Fig.2: Axial T1 post contrast with fat saturation reveals homogeneous enhancement of this lesion.
Splenic Lesion Approach
- Solid versus cystic (distinguish by T2 signal intensity and enhancement pattern)
- If solid, is it classic for hemangioma? Is there a history of malignancy elsewhere?
- If cystic, usually represent false cyst (post-traumatic), congenital cyst, abscess
Solid Splenic Lesion
- Benign tumors: hemangioma (most common benign tumor of spleen, same character as liver hemangioma), hamartoma
- Malignant tumors: lymphoma, metastasis (history, multiplicity)

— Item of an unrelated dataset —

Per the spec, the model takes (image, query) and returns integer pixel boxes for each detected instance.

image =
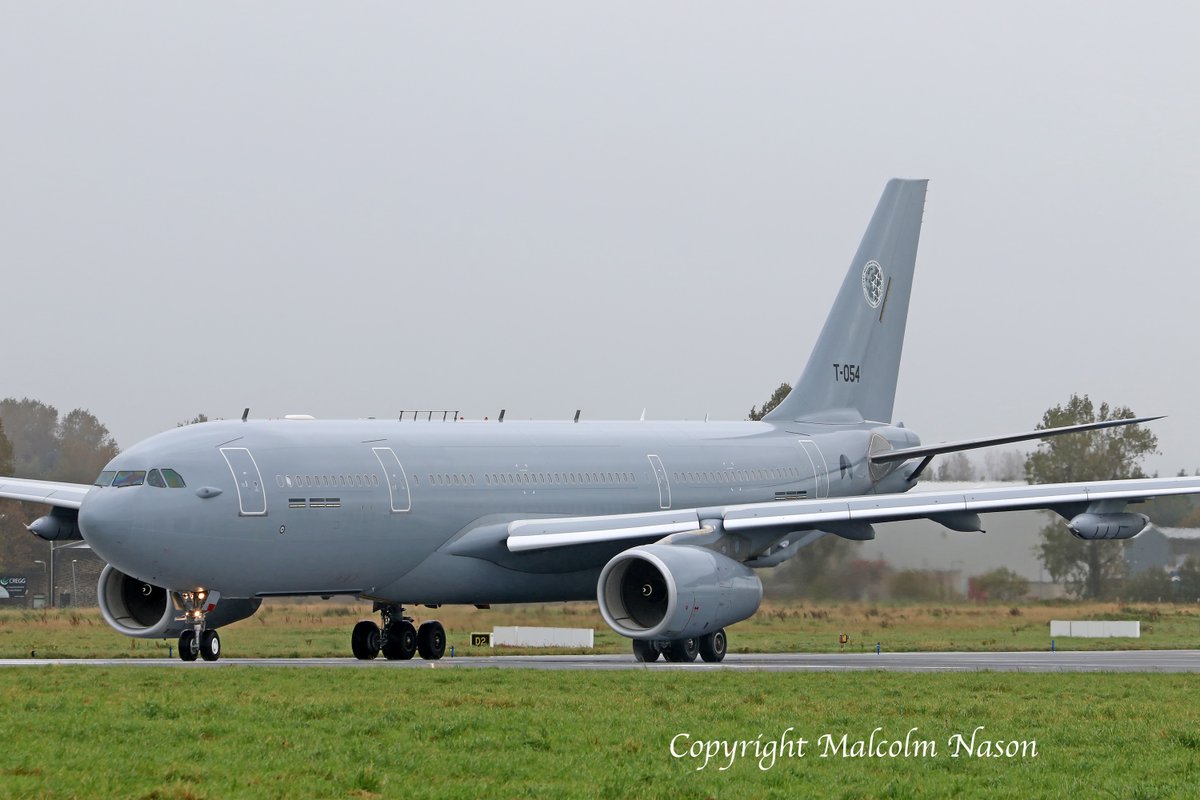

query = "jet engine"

- Others: sarcoidosis, langerhans cell histiocytosis
Our case: splenic metastasis from lung cancer [on imaging, this was not a cyst or hemangioma because its T2 signal was not as high as CSF. It enhanced so it definitely was solid. Differential diagnosis with this solitary solid lesion was hamartoma, solitary metastasis and primary malignancy. Lymphoma, sarcoidosis and LCH usually are multiple].
Reference:
1. Davies SG. Chapman & Nakielny's Aids to Radiological Differential Diagnosis, 5th ed, 2009.
2. Elsayes KM, Narra VR, Mukundan G, et al. MR imaging of the spleen: spectrum of abnormalities. Radiographics 2005;25:967-982.
2. Elsayes KM, Narra VR, Mukundan G, et al. MR imaging of the spleen: spectrum of abnormalities. Radiographics 2005;25:967-982.